Once the rumen is sufficiently full then the animal can retreat from their risky position out in the open to a safe place to chew their cud. This is now their full time job. Cattle must chew a cud for about eight hours a day. Chewing a cud, or ruminating, is a peaceful activity done in the safety of the forest. The ideal is a shady spot under a tree surrounded by your friends and family. A picture of a cattle ruminating is one of contentment and peace, not the stressful and worrisome picture that humans think of when we ruminate.
After the cud is chewed on sufficiently the cow will use that substrate as a base to grow the microorganisms that are actually what produce the food they eat. Honestly the cow mostly lives off the byproducts of the fermentation in their gut. Healthy gut bacteria are essential for all animals but doubly essential for ruminants. Grass is low in nutrients but high in fiber so the animal uses that to their advantage with the multistage digestion process. Honestly it is magic.
Maybe we need to change our view on rumination. For humans we don’t want to get stuck in cycles of worry and anxiety but if we look at the cow peacefully chewing their cud maybe we can reframe how we think about our inner mind. When a cow ruminates it is taking something of low value and turning it into something of high value. Cattle transform nutrient poor grass into nutrient dense meat, milk, and manure. It is a magic alchemy that requires time chewing and biological diversity. So if we are stuck on our thoughts maybe we just need another perspective to inoculate our minds. After all the cows can’t just rely on the grass they need the help of the myriad of microorganisms in their gut as well.
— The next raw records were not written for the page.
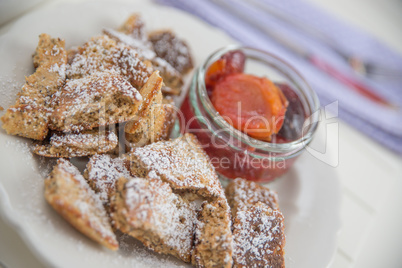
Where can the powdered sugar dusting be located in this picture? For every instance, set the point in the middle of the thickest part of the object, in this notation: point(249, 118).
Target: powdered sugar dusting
point(171, 218)
point(87, 202)
point(181, 163)
point(102, 54)
point(102, 173)
point(258, 237)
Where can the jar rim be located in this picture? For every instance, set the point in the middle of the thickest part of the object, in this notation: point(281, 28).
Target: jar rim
point(263, 146)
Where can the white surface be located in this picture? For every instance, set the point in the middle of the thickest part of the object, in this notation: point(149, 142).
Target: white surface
point(309, 193)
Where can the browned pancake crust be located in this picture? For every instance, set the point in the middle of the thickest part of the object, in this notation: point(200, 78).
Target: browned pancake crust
point(148, 210)
point(29, 116)
point(70, 195)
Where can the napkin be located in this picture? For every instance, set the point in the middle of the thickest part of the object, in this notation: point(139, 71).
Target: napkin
point(381, 123)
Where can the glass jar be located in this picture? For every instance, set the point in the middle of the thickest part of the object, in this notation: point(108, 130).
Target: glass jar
point(234, 153)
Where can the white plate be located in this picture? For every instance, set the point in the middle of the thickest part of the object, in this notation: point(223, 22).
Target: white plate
point(309, 194)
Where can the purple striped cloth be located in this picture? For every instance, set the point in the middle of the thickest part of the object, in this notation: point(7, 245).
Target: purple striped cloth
point(378, 122)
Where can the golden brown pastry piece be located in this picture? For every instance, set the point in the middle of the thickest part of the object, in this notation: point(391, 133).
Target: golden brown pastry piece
point(69, 194)
point(99, 99)
point(259, 238)
point(87, 142)
point(101, 54)
point(258, 225)
point(171, 77)
point(172, 49)
point(148, 210)
point(213, 246)
point(243, 193)
point(148, 125)
point(102, 173)
point(180, 162)
point(29, 116)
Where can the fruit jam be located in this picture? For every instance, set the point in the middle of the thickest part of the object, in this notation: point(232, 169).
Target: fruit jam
point(234, 153)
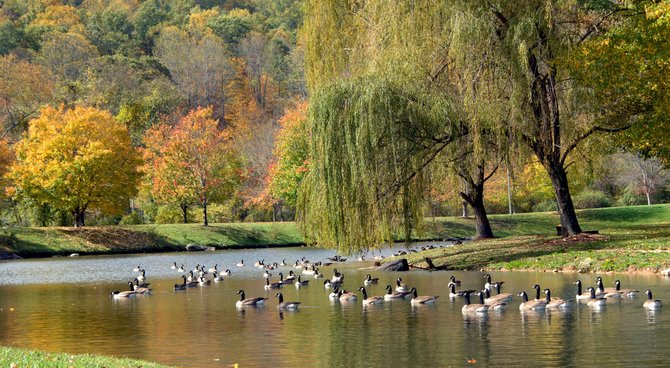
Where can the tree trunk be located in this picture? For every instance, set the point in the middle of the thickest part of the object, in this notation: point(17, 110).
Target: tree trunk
point(79, 215)
point(184, 212)
point(484, 230)
point(474, 196)
point(204, 212)
point(559, 180)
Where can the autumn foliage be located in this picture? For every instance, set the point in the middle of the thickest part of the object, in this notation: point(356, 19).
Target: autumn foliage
point(192, 162)
point(75, 160)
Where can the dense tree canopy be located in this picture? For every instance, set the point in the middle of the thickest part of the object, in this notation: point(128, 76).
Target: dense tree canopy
point(76, 160)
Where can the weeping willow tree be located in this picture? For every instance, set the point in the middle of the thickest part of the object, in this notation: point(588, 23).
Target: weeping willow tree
point(371, 141)
point(546, 109)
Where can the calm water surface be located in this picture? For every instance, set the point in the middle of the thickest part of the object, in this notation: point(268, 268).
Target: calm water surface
point(64, 305)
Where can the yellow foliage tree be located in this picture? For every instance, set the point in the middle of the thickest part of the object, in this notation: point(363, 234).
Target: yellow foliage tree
point(76, 159)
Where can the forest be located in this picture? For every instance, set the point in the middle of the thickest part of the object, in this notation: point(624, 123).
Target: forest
point(356, 118)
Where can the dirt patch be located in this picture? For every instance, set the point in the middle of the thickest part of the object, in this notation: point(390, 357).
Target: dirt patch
point(574, 240)
point(115, 239)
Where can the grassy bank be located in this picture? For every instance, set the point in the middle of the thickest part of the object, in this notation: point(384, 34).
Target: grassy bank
point(41, 242)
point(20, 358)
point(632, 239)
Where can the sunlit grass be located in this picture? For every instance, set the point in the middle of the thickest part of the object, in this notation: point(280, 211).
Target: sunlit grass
point(22, 358)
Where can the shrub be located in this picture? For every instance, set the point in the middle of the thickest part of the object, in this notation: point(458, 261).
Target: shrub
point(133, 218)
point(592, 199)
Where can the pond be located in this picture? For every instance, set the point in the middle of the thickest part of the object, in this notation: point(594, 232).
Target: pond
point(64, 305)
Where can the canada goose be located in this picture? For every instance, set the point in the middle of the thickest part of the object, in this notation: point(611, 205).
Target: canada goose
point(532, 304)
point(493, 301)
point(138, 285)
point(585, 296)
point(335, 294)
point(369, 280)
point(123, 294)
point(609, 292)
point(142, 276)
point(346, 296)
point(555, 303)
point(503, 297)
point(453, 293)
point(473, 308)
point(337, 276)
point(190, 277)
point(489, 283)
point(594, 301)
point(537, 292)
point(250, 301)
point(390, 295)
point(139, 290)
point(286, 305)
point(650, 303)
point(422, 299)
point(400, 286)
point(300, 283)
point(625, 292)
point(273, 285)
point(371, 300)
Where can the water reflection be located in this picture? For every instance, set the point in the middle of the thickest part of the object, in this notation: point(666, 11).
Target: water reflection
point(76, 318)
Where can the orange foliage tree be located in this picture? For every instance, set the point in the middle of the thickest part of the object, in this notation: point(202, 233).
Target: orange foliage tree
point(191, 162)
point(291, 152)
point(76, 159)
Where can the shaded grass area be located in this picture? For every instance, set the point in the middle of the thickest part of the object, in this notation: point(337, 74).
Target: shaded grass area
point(631, 239)
point(20, 358)
point(42, 242)
point(635, 237)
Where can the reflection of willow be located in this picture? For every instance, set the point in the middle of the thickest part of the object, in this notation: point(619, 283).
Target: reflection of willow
point(478, 337)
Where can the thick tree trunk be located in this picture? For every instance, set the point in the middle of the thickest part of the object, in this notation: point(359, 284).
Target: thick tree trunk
point(79, 216)
point(184, 212)
point(559, 180)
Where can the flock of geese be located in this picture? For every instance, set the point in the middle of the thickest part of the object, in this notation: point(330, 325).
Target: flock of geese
point(594, 297)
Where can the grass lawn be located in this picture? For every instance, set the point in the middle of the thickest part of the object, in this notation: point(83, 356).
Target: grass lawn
point(631, 239)
point(21, 358)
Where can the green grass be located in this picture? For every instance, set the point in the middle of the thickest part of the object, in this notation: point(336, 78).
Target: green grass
point(631, 239)
point(634, 238)
point(21, 358)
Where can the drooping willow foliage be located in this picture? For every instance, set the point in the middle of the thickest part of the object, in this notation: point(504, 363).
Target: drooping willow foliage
point(371, 139)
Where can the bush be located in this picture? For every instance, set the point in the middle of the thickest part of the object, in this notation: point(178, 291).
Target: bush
point(133, 218)
point(592, 199)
If we are stuck cycling on our thoughts the best thing to do is bring in help from the outside. Find somebody else to chew on the idea for a while. When we look at cattle, rumination means sitting with your friends and family under the shade of a tree chewing on that day's work. I think we should do the same, after all, we can't do this alone. Food for thought.




This is a literary masterpiece, not unlike something Wendell Berry would right. I will commit your reflections on rumination to memory. Why? because psychologists dismiss rumination as a kind of feedback loop, in which the agent gets trapped in a mental merry go round from which they cannot get off. But perhpas we are ruminating, just processing things untill we make a break through. Perhpas, like cattle, we just need a herd to relax with in the shade with to ruminate.
I disagree with his definition of ruminating. When I ruminate, I find a quite place to think through a problem or a challenge. To me, ruminating is more like meditation in a way. But as I have an introvert personality, I enjoy those quiet times of thinking and reflection.